Australia's
Nita B Kibble Literary Awards aim to encourage women writers to advance
the cause of literature. The Awards recognise women producing “life
writing”. This includes novels, autobiographies, biographies, and any other
writing with a strong personal element. Two awards are made each year, the
Kibble Literary Award and the Dobbie Literary Award. The Kibble Literary Award, currently
valued at A$30,000, recognises the work of an established Australian
woman writer. The Dobbie
Literary Award, currently valued at A$5,000, recognises a first
published work from an Australian woman writer. The winners of this year’s
Kibble and Dobbie Literary Awards have just been announced in Sydney.
The
Kibble went to Annah Faulkner, for The
Beloved, a novel set largely in a country usually ignored in
literature: Papua New Guinea. This was where Faulkner grew up. The Beloved concerns intergenerational
conflict between a mother and her daughter. When Roberta "Bertie"
Lightfoot is struck down with polio she sets her heart on becoming an artist.
Through drawing, she gives form and voice to the reality of the people and the
world around her. While her father is happy to indulge her driving passion, her
mother will not let art get in the way of the very different future she wishes
for her only daughter.
In 1955 the family moves to Port Moresby, Here, in post-colonial Papua New Guinea, Bertie thrives amid the lush colours and the tropical abundance. She rebels against her mother's strict control, and secretly learns the techniques of drawing and painting from her mother's arch rival. But she is not the only one deceiving her family.
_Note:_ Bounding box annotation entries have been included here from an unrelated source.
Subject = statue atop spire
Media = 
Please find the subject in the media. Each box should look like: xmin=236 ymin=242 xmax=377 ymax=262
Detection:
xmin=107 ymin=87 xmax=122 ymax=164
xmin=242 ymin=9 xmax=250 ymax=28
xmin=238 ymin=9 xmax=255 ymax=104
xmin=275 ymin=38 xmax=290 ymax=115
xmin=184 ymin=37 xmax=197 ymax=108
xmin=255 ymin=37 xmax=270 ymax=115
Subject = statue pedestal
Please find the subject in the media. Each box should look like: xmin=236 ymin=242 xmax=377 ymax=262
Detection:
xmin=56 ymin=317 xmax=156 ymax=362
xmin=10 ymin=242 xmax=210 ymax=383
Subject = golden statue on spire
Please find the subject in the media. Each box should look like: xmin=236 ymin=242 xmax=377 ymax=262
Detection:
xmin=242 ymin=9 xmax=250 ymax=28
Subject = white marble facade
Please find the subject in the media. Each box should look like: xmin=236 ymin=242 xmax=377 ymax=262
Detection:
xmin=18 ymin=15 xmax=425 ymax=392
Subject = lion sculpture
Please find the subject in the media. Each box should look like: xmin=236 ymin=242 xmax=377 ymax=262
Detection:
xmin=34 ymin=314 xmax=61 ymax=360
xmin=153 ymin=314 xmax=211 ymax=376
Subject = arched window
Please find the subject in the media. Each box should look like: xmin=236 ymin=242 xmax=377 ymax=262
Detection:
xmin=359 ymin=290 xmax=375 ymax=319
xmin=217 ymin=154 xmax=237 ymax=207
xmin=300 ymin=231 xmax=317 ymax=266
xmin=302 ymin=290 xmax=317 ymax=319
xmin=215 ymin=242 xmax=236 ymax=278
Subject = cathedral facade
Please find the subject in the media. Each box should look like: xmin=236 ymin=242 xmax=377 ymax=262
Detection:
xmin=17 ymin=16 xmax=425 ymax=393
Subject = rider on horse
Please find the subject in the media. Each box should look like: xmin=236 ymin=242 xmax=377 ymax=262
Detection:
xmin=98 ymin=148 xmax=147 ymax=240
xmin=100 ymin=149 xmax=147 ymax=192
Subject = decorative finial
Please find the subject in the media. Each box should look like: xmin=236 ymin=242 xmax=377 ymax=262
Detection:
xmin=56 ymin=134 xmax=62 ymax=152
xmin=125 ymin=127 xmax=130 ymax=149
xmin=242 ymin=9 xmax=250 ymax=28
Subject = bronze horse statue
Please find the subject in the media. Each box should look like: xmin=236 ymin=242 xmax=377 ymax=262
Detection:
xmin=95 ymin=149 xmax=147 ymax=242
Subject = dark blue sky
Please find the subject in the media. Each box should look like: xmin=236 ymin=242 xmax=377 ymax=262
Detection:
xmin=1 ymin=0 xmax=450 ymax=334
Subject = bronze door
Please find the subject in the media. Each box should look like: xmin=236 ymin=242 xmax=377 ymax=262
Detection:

As secrets come to light, the domestic varnish starts to crack, and jealousy and passion threaten to forever mar the relationship between Bertie and her mother.
Meanwhile, the Dobbie went to Lily Chan for Toyo: A Memoir, in which the author turns her artistic vision onto her own family's history, to provide an interpretation of her grandmother's extraordinary biography. Toyo is set in Japan before and after war, and also in Australia. Chan is well placed to write about both societies: she was born in Kyoto, and raised in Narrogin, in Western Australia; she now lives in Melbourne.
Toyo, Chan’s grandmother, was born into the traditional world of pre-war Osaka, Her father lived in China with his wife. Her unmarried mother, her father’s mistress, ran a cafĂ©. As she grew up Toyo understood she must protect the secret of her parents’ true relationship, and thus keep herself and her mother in society’s good graces.
Toyo's life in Osaka was thrown into turmoil by World War Two. Through experiencing the changes of the time, through finding love, and through suffering painful loss, she grew into herself and became more aware of where she had come from. Through it all she clung to her parents’ secret.